Curatescape Story Item Type Metadata

Story

Enoch Pratt was a wealthy Baltimore merchant and major benefactor of many Baltimore institutions, including the First Unitarian Church of Baltimore, the Sheppard Pratt Hospital, and of course the Enoch Pratt Free Library. He began to build a mansion for himself and his wife at Monument Street and Park Avenue in 1844. Coincidentally, this is the same year that the Maryland Historical Society was founded, an institution that years later would acquire the building for its collections.

Enoch Pratt was a prosperous hardware merchant, railway and steamship owner, and banker, and originally his new house was three-stories with a basement. In 1868, notable Baltimore architect Edmund G. Lind added a fourth floor, probably in order to keep Pratt in step with the "Mansard" roof trend in Victorian architecture.
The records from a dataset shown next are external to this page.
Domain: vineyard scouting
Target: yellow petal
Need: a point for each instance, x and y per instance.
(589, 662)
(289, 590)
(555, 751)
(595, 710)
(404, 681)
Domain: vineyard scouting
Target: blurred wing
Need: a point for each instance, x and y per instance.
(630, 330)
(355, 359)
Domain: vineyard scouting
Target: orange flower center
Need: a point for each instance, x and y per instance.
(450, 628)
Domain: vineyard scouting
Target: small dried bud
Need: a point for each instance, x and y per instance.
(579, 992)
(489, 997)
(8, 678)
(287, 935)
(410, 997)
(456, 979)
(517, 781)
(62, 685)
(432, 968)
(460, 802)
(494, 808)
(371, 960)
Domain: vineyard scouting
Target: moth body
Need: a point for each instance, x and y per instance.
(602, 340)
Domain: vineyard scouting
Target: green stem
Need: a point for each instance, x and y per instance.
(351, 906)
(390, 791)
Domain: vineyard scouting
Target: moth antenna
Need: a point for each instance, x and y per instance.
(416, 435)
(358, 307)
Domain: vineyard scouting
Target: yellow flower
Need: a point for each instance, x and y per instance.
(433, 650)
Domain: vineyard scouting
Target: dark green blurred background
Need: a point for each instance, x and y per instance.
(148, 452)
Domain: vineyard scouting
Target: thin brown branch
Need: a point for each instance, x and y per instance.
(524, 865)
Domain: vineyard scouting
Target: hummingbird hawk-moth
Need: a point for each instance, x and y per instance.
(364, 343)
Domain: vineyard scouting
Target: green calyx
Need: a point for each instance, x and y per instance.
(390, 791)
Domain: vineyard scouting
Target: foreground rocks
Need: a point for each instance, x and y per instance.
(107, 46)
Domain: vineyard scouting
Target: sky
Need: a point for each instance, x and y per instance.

A new marble portico also was added at the time. The portico had been commissioned by the Clerk of the United States House of Representatives for a mansion in Washington that he ultimately could not afford to build, and Pratt gladly took it off the designers' hands and attached it to his Monument Street residence.

Pratt died in 1896 without any children. He was survived by his wife, who remained in the house until her death in 1911. Soon thereafter, Mary Ann (Washington) Keyser purchased the building for use by the Maryland Historical Society, which has owned the building since 1919.

Official Website

Street Address

201 W. Monument Street, Baltimore, MD 21201
Enoch Pratt House (2012)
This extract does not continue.